In Thursday’s hearing, Rep. Morgan Griffith (R-Va.) drew attention to the controversial practices of pharmaceutical middlemen. Middlemen are group purchasing organizations (GPOs) and pharmacy benefit management (PBM) firms that negotiate drug rebates and fees, create drug formularies and surrounding policies, and reimburse pharmacies for patients’ prescriptions.

They are the link between pharmaceutical and insurance companies that have “enormous influence over the U.S. prescription drug system,” said Federal Trade Commission Chair Lina M. Khan in a press release.

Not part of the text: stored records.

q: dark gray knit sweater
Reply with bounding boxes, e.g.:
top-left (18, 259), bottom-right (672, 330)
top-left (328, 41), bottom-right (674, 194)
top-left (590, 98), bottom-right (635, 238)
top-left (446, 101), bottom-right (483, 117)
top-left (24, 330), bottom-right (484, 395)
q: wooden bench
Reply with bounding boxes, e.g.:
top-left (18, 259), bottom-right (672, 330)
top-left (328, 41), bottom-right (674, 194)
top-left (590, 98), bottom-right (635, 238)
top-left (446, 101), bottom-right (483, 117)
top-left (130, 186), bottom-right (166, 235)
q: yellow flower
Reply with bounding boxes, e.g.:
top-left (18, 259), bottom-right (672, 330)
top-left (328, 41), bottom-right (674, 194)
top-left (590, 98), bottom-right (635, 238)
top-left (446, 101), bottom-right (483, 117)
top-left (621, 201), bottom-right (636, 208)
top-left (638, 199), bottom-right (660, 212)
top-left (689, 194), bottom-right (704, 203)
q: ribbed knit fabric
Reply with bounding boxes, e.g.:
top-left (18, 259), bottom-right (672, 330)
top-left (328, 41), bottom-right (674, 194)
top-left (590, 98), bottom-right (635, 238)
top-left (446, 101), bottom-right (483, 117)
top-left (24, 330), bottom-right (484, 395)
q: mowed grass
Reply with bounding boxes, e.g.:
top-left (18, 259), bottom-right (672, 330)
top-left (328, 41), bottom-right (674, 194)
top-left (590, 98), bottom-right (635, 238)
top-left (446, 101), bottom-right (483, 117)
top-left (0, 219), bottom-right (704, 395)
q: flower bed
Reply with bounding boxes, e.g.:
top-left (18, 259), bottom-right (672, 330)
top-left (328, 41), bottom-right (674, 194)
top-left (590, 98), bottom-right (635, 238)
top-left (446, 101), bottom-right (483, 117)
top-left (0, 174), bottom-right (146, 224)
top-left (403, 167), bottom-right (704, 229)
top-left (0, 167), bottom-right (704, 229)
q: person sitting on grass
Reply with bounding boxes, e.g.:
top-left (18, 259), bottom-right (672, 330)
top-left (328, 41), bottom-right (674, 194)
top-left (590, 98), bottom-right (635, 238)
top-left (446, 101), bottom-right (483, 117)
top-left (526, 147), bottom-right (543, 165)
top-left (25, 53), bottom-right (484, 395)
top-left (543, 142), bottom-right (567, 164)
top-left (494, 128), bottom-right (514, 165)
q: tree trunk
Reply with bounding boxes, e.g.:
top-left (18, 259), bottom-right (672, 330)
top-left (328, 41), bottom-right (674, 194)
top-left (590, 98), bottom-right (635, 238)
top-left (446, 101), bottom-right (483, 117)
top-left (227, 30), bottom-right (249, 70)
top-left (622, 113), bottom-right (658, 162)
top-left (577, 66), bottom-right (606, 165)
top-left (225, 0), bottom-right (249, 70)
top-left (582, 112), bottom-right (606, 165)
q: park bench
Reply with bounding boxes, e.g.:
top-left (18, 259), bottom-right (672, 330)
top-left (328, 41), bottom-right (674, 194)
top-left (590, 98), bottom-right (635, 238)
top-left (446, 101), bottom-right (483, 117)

“Middlemen,” Griffith said, “Do not care to look for ways to mitigate shortages.

“The four largest group purchasing organizations control 90 percent of the medical supply market and have massive market power. They could help end drug shortages by prioritizing generic drugs’ availability and quality. Instead, they use their market power to force ‘race-to-the-bottom’ pricing without consideration for quality or availability.”

The questionable methods of middlemen have grown under scrutiny to the extent that the Federal Trade Commission launched an inquiry in June 2022 to investigate their impact on the accessibility and affordability of pharmaceuticals. Initially, the inquiry included the six largest BPMs in the United States, but as of this past Wednesday, the commission included two more PBMs that will be required to provide information and records of their business practices.

“The largest PBMs are integrated with the largest health insurance companies and wholly-owned mail-order and specialty pharmacies. They influence which drugs are prescribed to patients, which pharmacies patients can use, and how much patients ultimately pay at the pharmacy counter,” the Federal Trade Commission said on Wednesday.

While not providing a date for when the inquiry will release its finding, the commission’s inquiry “is aimed at shedding light on several PBM practices.” But for now, it appears the solutions to end drug shortages remain in the dark.